Dans un communiqué distinct, la Directrice exécutive du Programme alimentaire mondial (PAM), Josette Sheeran, a elle aussi rappelé que le tremblement de terre du 12 janvier 2010 avait « poussé jusqu'à ses limites l'expertise humanitaire » de l'agence onusienne, dont les capacité de réponses ont été confrontées à « l'ampleur et à la complexité de la situation ».

Elle a rappelé qu'en dépit de ces circonstances, dans les six semaines qui ont succédé au tremblement de terre, le PAM avait distribué des vivres à près de 4 millions d'Haïtiens et qu'il continuait encore de fournir une aide alimentaire à environ 2 millions de personnes, via différents programmes en place : repas scolaires, « travail contre argent », soutien nutritionnel aux femmes enceintes et allaitantes et leurs les enfants.

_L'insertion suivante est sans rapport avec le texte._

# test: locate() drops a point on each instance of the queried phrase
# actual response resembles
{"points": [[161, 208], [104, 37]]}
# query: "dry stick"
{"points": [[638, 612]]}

Autant d'actions qui font partie d'un « effort massif de relance », selon elle, qui a permis « de faire beaucoup pendant l'année écoulée », même s'il reste « encore beaucoup à faire ».

Josette Sheeran a notamment insisté sur la nécessité de renforcer la coordination entre les agences de l'ONU, la société civile, le gouvernement haïtien et avec les organisations non gouvernementales. « Nous sommes tous engagés dans un projet humanitaire conjoint, qui est loin d'être terminé », a-t-elle insisté, avant de réitérer l'engagement de son agence au côté des Haïtiens.

« Le PAM était en Haïti avant le tremblement de terre et nous y resterons aussi longtemps que nécessaire, pour qu'Haïti connaisse un avenir libre de la faim ».